A Millennium Christmas

This year the problem has been learning how to cope without the continual trauma drama. We are gradually becoming used to the calmness and abundance which now pervades our lives. The Wedding at Canaan reminds us the servanthood of Christ can remain ever present even while the good times are enjoyed to the fullest.

Life is good. Every day at 4 I have a date with my Nordic Trac and Oprah. Chai keeps my energy up. PremPro keeps my hot flashes down. My rationale for my inexorable weight gain is to look from Cruella Deville and the Wicked Witch of the West to Aunt Jemima and the Pillsbury Dough Boy – which look less pinched? Which exude largesse and generosity – it ain’t the skinny ones! I think my audiences would be less apt to be able to identify with me if I were thin so for everyone’s sake I keep those pounds coming! Another life change – On the spur of the moment an old and dear friend and I got matching gold toe rings at the state fair. Life is cosmically different when you look out at it over toe rings your husband bought you. Try it. The freedom to say “Yes” to life’s opportunities keeps me laughing.

I continue to find my wide variety of work extremely satisfying. My small booklet on Therapeutic Parenting continues to sell well. There must be a readership that enjoys vicarious pain. The lecture circuit and private practice continue to thrive – with the immense amount of travel required the only drawback, though Paul has been able to join me on occasion. He joined me in Baltimore where we saw the July 4th fireworks over the harbor, in New York where we climbed to the crown of the Statue of Liberty, and in Washington DC where he went to the Smithsonian while I worked. I was also able to participate in the Million Mom March between engagements. MAPS Colorado, my therapeutic foster care and adoption agency, is small, but gaining in reputation for serving children with special needs. I am grateful people continue to contact me as every phone call potentially represents a child going home to a family. Since Paul has made it clear they are not coming here I need those calls and emails to keep coming. As part of the adoption work I have been blessed to be able to travel to orphanages around the world with Dawn Degenhardt, a hero of mine and executive director of MAPS. This year we went to the Philippines, Cambodia and Vietnam. I am now working with Heifer Project International to sponsor a cooperative project in an orphanage which we sponsor. No more details yet, however, we are hoping to begin an animal husbandry project which would provide food subsistence. (Be forewarned! I need to raise approximately $60,000 over the next two years – that translates into monthly pledges totaling $2500!)

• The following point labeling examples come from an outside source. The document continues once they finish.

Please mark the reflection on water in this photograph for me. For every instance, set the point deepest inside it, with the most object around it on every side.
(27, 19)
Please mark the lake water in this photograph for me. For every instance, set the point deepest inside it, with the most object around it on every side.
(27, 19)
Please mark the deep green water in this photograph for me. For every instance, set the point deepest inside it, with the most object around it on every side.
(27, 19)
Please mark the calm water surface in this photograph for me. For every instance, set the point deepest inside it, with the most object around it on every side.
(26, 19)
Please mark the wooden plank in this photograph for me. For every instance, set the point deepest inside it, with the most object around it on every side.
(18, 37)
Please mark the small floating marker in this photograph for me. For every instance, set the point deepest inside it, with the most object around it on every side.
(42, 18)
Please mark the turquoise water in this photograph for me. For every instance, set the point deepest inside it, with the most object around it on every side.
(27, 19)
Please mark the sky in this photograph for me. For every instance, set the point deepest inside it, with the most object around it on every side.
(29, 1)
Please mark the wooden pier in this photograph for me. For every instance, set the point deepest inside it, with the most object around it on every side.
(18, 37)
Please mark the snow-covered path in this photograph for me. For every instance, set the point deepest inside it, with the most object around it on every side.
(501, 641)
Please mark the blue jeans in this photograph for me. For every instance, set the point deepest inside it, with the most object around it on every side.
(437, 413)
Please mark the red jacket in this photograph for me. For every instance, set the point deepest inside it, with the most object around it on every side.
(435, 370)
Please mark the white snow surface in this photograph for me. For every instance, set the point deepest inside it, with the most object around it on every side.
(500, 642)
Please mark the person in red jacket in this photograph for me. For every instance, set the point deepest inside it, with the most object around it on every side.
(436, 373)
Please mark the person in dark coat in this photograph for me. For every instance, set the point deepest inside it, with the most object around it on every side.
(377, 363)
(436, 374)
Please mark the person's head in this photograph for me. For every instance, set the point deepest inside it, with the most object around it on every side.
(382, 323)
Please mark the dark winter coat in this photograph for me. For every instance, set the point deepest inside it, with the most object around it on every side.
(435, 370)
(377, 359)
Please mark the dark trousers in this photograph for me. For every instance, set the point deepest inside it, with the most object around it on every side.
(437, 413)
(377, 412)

Surviving another merger and downsizing, Paul has traded directing gas and electric utility operations in the mountains of Colorado for doing much the same in the plains of the Texas Panhandle and southern Colorado. After 16 years in the Silverthorne office, he is really enjoying the change. His office is in Denver in a new addition to the building where his father started with the company years ago. He makes regular trips to Amarillo, Texas and surrounding areas (usually on a corporate jet) and to Pueblo and Alamosa, Colorado (usually in a Chevy Cavalier). Alamosa is where his dad retired and his mom still lives. Paul enjoys this connection with the locations that were bookends to his dad’s career with the company. We bought a small condo in Denver where Paul stays week nights when not traveling and where we both enjoy spending time when in Denver to do “big city” things and/or visit family that live down there. Paul is becoming quite the TV dinner connoisseur! Proving you can say “Yes” to just about anything.

The kids are saying “Yes” to life in a variety of ways. Rebecca is doing her rocket science work in DC. Matthew is finishing up his commercial pilot’s license and has won awards at student pilot competitions. Jonathan loves his flight attendant’s job, which is remarkable as he can’t stand heights so never looks out the window of the plane! Ruben is cooking up a storm and is second in command at a local eatery near here. Rachel, just 22, and Kellie are in doctoral programs in sociology in North Carolina and finding the work very rigorous! Robert is in a pre release program in the prison system and is expected to be out and about January 22. James is getting straight A’s in an associate’s degree program behind his walls. Jesse is a bar tender in Denver, works on his music and sees his children when he can. Dominique is now 2 and Damien is 1. Amber is attending massage therapy school. We have scheduled some practice massages on me. Can’t wait. Brandon and his girlfriend of 2 years just had a baby – Katerina. He is a shift manager at Arby’s. Haven’t heard from Aeriana and her son Kevin in several years but trust they are well. Alex calls me often and it is good to hear his voice. The kids are all either where they want to be or need to be and our love for them remains unchanged by either their distance or decisions.

For those of you who have suffered hardship and sorrow this year, may you find a way for peace to enter your lives. Say “Yes” often to the opportunities life brings you – the unwed Mary said “Yes” to being the mother of Jesus, a “Yes” which has reverberated through time and space to benefit all the ages.